Self-service BI best practices to follow
After we have explored multiple options that self-service tools need to obtain for highest success in the utilization of BI, let’s focus on the best practices that must be respected in order to extract the most value from business intelligence.
a) Involve all stakeholders and users: This point is crucial when adopting a software solution since the whole team needs to be on board and well informed. Ask questions about the team’s way of work and how the tool should improve their current workflow. You can develop use cases and personas to identify how users will interact with the software in their daily operations.
b) Develop a communication plan and timetable: Agile communication with the involvement of each stakeholder should be a priority. Identify the type of information that is most important to each stakeholder, timetables for regular meetings and feedback, milestones that need to be taken to keep everyone well informed and on top of their performance. The more detail you can add in this step, the clearer the implementation process will be.
c) Develop training and introduction materials: Short exercises or example use cases, especially for team members who are new to the analytics topic, would make a positive impact on the learning of each user that needs to utilize the BI software.
d) Choose a champion: One person responsible for leading the implementation of the BI solution is a perfect solution for any company, whether large enterprise or small business. If your team always has one person focused only on the task to successfully implement BI, there is less space for errors or communication issues between colleagues.
e) Agree on universal standards: Having set standards for analysis and reporting processes must also be one of the self-service business intelligence best practices to implement the design of a dashboard with colors that correspond with your brand must be of utmost importance.

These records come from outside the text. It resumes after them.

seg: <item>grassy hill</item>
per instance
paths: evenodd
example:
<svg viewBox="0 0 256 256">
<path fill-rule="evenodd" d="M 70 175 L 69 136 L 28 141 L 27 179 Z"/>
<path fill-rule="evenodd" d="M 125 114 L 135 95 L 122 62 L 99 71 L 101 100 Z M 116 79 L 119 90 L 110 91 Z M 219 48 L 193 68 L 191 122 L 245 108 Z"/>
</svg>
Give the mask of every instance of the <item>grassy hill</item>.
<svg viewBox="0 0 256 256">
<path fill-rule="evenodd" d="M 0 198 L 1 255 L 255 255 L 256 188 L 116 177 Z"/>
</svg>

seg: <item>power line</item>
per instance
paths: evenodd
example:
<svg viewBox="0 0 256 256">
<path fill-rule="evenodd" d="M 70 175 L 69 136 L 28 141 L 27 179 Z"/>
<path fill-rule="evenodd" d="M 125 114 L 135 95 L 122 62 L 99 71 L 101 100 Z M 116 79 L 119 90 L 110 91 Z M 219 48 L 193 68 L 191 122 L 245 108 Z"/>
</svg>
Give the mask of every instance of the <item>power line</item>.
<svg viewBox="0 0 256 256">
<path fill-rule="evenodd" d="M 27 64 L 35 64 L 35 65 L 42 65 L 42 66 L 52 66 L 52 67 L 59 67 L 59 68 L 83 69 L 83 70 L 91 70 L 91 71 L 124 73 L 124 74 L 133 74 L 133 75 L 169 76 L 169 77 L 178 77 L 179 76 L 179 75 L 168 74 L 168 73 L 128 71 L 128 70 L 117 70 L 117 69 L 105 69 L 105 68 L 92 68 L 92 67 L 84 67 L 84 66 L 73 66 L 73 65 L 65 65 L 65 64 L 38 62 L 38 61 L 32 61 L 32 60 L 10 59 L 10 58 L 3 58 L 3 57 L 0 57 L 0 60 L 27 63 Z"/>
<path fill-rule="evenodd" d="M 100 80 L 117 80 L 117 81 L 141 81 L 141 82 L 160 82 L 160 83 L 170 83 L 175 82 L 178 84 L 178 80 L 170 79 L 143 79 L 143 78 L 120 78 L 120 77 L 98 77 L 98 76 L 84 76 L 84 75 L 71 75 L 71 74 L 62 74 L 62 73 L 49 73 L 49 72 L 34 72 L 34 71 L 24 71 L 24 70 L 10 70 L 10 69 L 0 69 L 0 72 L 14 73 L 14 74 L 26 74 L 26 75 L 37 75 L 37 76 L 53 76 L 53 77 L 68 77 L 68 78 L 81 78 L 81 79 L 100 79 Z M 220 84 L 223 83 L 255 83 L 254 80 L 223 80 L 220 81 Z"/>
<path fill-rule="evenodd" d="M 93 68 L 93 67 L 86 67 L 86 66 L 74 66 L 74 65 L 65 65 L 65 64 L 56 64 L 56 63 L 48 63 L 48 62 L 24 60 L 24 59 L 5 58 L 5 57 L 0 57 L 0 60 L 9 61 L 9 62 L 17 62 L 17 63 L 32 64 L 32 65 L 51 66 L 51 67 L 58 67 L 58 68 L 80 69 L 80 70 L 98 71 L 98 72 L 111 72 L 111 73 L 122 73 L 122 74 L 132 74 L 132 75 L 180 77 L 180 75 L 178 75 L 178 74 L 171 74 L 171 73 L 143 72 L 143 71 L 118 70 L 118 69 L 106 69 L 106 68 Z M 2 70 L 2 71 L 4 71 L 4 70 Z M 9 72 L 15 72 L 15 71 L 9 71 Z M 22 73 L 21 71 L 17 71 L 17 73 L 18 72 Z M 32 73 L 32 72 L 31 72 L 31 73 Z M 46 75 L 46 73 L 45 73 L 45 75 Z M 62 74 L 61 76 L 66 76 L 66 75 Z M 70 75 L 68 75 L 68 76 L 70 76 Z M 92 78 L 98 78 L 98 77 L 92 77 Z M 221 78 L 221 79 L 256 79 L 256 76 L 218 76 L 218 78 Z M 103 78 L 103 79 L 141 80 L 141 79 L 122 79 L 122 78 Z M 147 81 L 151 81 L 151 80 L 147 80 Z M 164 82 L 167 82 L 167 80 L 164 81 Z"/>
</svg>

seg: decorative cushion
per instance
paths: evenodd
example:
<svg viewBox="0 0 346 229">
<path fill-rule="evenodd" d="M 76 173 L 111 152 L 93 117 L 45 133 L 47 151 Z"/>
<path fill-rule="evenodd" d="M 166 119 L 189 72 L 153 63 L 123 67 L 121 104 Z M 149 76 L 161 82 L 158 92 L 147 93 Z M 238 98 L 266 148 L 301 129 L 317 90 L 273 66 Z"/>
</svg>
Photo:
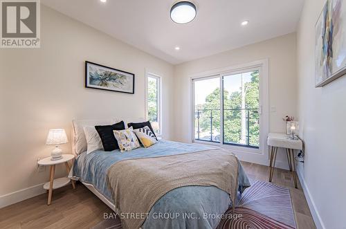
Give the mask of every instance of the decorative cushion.
<svg viewBox="0 0 346 229">
<path fill-rule="evenodd" d="M 86 139 L 86 154 L 90 154 L 95 150 L 103 149 L 101 138 L 95 127 L 86 126 L 84 127 L 84 129 Z"/>
<path fill-rule="evenodd" d="M 111 125 L 121 121 L 119 118 L 109 119 L 91 119 L 91 120 L 72 120 L 72 151 L 75 154 L 80 154 L 87 149 L 86 139 L 84 127 L 95 127 L 96 125 Z M 125 128 L 124 128 L 125 129 Z"/>
<path fill-rule="evenodd" d="M 149 129 L 150 129 L 150 130 L 152 131 L 152 133 L 154 134 L 154 137 L 157 140 L 156 136 L 155 135 L 155 131 L 152 129 L 152 125 L 150 124 L 149 121 L 143 122 L 129 122 L 129 123 L 127 123 L 127 127 L 134 127 L 134 129 L 143 128 L 145 126 L 148 127 Z"/>
<path fill-rule="evenodd" d="M 157 143 L 157 139 L 154 133 L 147 126 L 134 130 L 142 145 L 147 148 Z"/>
<path fill-rule="evenodd" d="M 130 151 L 140 147 L 136 134 L 133 132 L 132 127 L 123 130 L 114 130 L 113 133 L 122 152 Z"/>
<path fill-rule="evenodd" d="M 118 142 L 113 134 L 113 130 L 121 130 L 125 129 L 123 121 L 107 126 L 95 126 L 95 129 L 100 135 L 104 151 L 113 151 L 119 149 Z"/>
</svg>

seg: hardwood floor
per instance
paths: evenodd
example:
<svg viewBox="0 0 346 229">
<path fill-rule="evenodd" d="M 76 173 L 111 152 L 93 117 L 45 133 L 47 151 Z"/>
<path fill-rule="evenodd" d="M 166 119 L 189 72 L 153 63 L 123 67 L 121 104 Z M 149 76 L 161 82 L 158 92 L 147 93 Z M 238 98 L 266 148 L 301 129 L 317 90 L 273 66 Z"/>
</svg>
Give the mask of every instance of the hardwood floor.
<svg viewBox="0 0 346 229">
<path fill-rule="evenodd" d="M 269 167 L 242 162 L 248 176 L 268 181 Z M 273 183 L 288 187 L 292 198 L 298 228 L 316 228 L 300 183 L 294 188 L 289 171 L 275 169 Z M 51 205 L 47 194 L 0 209 L 0 228 L 89 228 L 103 220 L 111 210 L 82 184 L 54 190 Z"/>
</svg>

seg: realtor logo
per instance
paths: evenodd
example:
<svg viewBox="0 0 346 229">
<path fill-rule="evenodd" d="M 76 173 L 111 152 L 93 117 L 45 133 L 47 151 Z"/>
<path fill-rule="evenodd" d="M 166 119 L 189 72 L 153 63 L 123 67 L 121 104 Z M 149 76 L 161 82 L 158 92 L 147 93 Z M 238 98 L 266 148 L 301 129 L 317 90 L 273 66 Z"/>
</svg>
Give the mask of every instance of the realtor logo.
<svg viewBox="0 0 346 229">
<path fill-rule="evenodd" d="M 0 1 L 1 48 L 39 48 L 39 0 Z"/>
</svg>

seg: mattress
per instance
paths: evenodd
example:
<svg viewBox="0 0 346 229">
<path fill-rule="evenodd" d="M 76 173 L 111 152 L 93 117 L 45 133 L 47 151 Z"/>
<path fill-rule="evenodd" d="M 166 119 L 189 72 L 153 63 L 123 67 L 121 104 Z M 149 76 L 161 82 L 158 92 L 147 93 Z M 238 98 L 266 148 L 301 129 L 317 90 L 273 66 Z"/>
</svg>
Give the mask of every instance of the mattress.
<svg viewBox="0 0 346 229">
<path fill-rule="evenodd" d="M 95 151 L 89 154 L 84 152 L 75 161 L 72 176 L 86 186 L 92 185 L 107 201 L 113 203 L 106 176 L 108 169 L 115 163 L 129 158 L 176 155 L 210 149 L 212 147 L 210 146 L 163 140 L 149 148 L 140 147 L 124 153 L 118 149 Z M 245 187 L 250 186 L 250 183 L 242 165 L 239 165 L 238 190 L 241 193 Z M 216 216 L 221 215 L 231 204 L 229 195 L 214 186 L 176 188 L 154 205 L 141 228 L 215 228 L 221 220 Z"/>
</svg>

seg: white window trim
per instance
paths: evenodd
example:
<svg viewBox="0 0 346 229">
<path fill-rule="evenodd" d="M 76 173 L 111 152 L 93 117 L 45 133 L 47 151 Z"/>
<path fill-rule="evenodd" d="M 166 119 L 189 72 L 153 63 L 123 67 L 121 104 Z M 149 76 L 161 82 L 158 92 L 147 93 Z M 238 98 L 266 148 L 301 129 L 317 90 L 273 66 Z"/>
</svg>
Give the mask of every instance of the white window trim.
<svg viewBox="0 0 346 229">
<path fill-rule="evenodd" d="M 145 72 L 145 120 L 148 120 L 148 77 L 156 78 L 158 80 L 158 107 L 157 109 L 158 113 L 158 122 L 160 125 L 160 130 L 156 134 L 157 136 L 162 136 L 162 77 L 158 74 L 153 73 L 151 71 Z"/>
<path fill-rule="evenodd" d="M 235 146 L 223 144 L 223 138 L 220 138 L 220 143 L 205 142 L 194 140 L 194 80 L 202 80 L 220 77 L 220 88 L 222 87 L 222 77 L 224 75 L 237 73 L 237 72 L 253 68 L 260 69 L 260 122 L 261 123 L 260 129 L 260 147 L 253 149 L 242 146 Z M 240 160 L 257 163 L 262 165 L 268 163 L 268 145 L 266 138 L 269 131 L 269 101 L 268 101 L 268 61 L 267 59 L 255 61 L 244 64 L 228 66 L 222 68 L 214 69 L 199 73 L 194 73 L 190 75 L 190 136 L 191 142 L 197 144 L 206 144 L 217 145 L 222 148 L 230 149 L 236 154 Z M 220 98 L 223 99 L 222 95 Z M 220 125 L 223 125 L 223 114 L 221 114 Z M 220 128 L 220 136 L 223 134 L 222 128 Z"/>
</svg>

Chart type usage is also a point that should be agreed upon since it would make sense to use one type for a specific visualization.
Conclusion and guidance
Businesses can no longer thrive while working with different siloed data sets that don’t translate effectively between departments. “In numerous client interactions, Gartner found that analytics and BI teams struggle to engage with their business end-users who, in turn, are frustrated by not getting their desired levels of service and engagement. The analytics department must develop new skills to drive business engagement such as storytelling, scenario building and rapid prototyping to communicate the business relevance of their insights,” according to Analytics and Business Intelligence Modernization Primer for 2017.